NAIROBI (Xinhua) -- Kenya plans to set aside some 134 million U.S. dollars to promote access to tertiary education in 2018, a senior government official said on Thursday.

Amina Mohamed, the Cabinet Secretary in the Ministry of Education, told a media briefing in Nairobi that the funds will be used to subsidize fees for approximately 294,000 university and vocational training students.

“The funds are meant to assist those who would ordinarily not afford higher education so as to increase the skills levels in the country,” Mohamed said.

“The student soft loans help to advance the national agenda of ensuring no Kenyan misses out on education for want of financing,” she said during the Higher Education Loans Board (HELB) Employer Engagement Forum.

HELB draws its funding from the Government’s exchequer as well as loan repayments from past beneficiaries.

Mohamed noted that 45 million dollars is expected to be recovered from beneficiaries in 2018, up from 40 million dollars in the previous year.

The student loans will be provided via the state-owned HELB that acts as a revolving fund to finance higher education.

She noted that the government has also partnered with the private sector to support 20,000 students at a cost of eight million dollars.
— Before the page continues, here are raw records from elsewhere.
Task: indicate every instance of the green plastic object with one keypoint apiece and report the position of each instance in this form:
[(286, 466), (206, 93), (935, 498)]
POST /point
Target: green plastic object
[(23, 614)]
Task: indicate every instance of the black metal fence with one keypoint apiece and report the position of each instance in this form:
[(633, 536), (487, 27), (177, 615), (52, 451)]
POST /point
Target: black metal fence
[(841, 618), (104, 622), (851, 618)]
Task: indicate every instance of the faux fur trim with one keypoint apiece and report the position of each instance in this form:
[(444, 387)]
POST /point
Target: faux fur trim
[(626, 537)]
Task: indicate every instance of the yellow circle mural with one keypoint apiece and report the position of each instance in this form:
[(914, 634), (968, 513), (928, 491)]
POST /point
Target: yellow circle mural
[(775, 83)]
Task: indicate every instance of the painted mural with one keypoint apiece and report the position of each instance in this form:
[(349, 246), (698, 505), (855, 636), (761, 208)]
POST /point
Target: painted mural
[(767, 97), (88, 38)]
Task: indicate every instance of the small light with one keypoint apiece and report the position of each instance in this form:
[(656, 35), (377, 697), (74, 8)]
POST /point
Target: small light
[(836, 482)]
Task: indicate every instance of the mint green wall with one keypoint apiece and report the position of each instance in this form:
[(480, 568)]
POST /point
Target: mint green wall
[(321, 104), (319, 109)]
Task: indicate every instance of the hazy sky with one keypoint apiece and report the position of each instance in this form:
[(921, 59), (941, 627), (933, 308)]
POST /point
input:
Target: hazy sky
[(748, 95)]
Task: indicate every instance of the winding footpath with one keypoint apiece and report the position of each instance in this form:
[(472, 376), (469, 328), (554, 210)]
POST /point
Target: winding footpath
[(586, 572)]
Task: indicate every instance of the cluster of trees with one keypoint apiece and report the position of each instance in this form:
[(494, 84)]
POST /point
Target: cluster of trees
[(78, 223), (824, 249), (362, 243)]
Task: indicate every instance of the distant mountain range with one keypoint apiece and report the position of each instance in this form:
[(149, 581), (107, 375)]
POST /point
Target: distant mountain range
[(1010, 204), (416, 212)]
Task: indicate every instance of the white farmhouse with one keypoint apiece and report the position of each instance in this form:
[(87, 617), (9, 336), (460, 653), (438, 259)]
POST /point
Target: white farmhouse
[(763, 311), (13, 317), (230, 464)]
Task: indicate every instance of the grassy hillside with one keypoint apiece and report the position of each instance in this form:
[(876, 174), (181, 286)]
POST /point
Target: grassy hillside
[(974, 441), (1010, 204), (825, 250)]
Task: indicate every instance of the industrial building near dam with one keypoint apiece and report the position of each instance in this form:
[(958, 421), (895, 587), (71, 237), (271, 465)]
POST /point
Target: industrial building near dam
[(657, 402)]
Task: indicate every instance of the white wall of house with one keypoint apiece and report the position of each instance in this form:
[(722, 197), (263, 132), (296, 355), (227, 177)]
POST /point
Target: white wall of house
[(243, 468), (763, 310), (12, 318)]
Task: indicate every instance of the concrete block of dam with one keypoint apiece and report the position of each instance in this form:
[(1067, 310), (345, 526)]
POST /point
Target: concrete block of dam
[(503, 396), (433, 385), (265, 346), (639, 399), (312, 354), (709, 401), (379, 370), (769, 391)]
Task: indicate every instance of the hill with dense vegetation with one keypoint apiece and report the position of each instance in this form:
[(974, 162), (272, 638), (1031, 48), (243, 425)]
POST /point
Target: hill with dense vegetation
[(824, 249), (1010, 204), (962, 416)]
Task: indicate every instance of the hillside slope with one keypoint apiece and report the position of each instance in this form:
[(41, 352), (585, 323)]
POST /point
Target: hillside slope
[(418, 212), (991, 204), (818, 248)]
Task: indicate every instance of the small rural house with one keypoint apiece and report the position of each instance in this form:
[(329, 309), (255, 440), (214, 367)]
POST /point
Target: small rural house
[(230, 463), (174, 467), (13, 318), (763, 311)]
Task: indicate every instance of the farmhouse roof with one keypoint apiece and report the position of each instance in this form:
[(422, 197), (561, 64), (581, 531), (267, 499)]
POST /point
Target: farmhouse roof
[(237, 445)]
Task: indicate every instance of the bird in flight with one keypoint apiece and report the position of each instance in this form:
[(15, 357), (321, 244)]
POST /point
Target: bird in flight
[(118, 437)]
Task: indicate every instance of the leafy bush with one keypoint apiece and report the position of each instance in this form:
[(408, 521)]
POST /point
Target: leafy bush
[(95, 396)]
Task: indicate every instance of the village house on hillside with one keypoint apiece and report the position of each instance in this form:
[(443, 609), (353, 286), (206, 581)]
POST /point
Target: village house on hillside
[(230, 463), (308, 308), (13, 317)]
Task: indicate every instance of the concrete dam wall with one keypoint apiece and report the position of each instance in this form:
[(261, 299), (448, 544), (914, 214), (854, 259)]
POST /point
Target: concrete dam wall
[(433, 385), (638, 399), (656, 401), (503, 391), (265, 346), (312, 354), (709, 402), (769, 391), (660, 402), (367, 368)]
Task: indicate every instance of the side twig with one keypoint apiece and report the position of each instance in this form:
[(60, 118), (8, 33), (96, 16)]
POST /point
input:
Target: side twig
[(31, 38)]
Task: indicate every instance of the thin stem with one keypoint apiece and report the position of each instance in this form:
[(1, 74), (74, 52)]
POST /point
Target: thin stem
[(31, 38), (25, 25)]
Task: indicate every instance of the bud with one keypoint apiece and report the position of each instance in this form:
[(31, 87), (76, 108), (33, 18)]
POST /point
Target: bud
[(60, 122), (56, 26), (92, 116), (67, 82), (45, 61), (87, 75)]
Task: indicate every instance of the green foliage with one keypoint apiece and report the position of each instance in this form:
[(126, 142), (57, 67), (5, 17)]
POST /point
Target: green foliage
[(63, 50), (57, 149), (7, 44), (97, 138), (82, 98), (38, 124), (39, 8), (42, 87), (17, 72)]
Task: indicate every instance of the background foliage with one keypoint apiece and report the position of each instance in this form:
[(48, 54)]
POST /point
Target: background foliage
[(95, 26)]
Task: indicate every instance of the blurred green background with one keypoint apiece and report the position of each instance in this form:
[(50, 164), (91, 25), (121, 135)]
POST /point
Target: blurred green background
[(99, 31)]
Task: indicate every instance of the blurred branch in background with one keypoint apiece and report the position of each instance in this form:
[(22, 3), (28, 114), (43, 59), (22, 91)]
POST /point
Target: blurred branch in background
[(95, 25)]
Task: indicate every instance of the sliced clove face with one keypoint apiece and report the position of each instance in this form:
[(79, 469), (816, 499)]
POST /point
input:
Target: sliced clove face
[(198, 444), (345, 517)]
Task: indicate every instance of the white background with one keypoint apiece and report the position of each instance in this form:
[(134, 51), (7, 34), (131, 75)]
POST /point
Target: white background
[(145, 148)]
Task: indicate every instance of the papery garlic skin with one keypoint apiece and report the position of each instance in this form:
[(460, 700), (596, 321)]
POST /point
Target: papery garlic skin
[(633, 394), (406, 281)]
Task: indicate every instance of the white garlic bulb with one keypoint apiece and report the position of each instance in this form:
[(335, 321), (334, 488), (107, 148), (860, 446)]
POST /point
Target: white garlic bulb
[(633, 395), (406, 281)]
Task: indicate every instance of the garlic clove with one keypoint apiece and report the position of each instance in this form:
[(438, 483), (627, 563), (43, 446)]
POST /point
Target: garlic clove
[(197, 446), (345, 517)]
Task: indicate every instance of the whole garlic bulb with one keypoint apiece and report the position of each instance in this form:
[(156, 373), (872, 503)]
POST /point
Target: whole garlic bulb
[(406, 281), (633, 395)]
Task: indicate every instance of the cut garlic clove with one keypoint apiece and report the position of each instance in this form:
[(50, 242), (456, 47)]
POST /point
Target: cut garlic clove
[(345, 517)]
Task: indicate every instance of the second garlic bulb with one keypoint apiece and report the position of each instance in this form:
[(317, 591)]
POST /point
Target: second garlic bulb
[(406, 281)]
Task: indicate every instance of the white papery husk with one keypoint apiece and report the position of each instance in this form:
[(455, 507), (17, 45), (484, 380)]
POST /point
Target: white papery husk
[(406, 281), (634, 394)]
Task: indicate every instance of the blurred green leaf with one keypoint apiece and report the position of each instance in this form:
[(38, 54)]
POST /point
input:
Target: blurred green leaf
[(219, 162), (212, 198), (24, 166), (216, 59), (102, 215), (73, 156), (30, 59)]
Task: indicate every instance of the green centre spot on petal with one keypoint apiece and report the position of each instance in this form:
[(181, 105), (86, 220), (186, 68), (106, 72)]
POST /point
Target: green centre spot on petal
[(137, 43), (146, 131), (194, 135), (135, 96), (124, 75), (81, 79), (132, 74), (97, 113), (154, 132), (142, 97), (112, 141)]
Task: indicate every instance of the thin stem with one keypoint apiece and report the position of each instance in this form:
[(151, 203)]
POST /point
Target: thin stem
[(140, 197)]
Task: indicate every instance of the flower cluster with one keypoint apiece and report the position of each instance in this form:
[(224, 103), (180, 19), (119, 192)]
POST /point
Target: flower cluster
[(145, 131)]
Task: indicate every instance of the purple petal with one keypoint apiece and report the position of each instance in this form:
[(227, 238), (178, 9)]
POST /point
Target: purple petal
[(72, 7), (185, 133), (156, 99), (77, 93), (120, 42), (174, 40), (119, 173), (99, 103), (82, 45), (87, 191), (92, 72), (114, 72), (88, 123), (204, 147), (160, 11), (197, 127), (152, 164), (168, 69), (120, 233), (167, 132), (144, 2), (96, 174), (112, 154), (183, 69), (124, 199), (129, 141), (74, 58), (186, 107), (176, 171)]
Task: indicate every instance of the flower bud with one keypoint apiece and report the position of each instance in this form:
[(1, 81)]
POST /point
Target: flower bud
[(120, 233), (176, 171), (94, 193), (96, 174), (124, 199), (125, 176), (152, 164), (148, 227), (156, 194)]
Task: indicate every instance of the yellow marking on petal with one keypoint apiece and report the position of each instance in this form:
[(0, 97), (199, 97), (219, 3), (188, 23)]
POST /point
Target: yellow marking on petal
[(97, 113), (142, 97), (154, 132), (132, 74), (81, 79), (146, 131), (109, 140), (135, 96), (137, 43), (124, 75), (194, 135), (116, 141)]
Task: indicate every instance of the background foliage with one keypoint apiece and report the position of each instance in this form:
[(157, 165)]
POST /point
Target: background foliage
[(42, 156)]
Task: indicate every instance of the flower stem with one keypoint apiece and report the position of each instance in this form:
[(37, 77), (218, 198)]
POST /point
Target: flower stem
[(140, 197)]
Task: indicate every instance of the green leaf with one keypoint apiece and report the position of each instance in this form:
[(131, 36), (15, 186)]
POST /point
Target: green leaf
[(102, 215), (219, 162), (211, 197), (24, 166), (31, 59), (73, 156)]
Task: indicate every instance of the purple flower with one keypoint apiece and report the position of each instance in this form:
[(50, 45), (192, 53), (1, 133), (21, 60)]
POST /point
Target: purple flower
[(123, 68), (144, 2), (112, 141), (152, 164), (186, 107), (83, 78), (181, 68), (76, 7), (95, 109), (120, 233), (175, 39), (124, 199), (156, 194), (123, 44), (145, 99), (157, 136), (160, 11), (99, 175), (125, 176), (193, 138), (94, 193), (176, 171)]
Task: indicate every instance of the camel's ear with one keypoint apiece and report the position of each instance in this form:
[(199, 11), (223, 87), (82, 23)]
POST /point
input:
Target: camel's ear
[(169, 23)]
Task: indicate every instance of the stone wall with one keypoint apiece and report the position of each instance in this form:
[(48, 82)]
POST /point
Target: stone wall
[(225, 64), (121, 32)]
“These external resources have helped in bridging the gap arising from insufficient funding from the National Treasury,” he said.

In 2017, the government sponsored 225,000 students to undertake various higher education courses at a cost of 100 million dollars.

According to the ministry of education, since 1974, 396,680 loan accounts worth 475 million dollars have matured for repayment; while 264,000 loanees holding 245 million dollars have not matured.

“Of the 396,680 loan accounts, a total of 175,003 loanees have completed their loan repayment valued at 167 million dollars,” the cabinet secretary said.

Mohamed said that the government is currently exploring other resource mobilization strategies to achieve 100 percent Universal Higher Education Financing as currently the majority of students pay for their own education needs.

She said that the government mostly finances students in universities in Kenya as well as the East African Community member states.

“However, this year we hope to spend 20 million dollars to fund education for Kenyan students in universities outside the East African region in nations such as South Africa, China, United States, and European nations,” she added.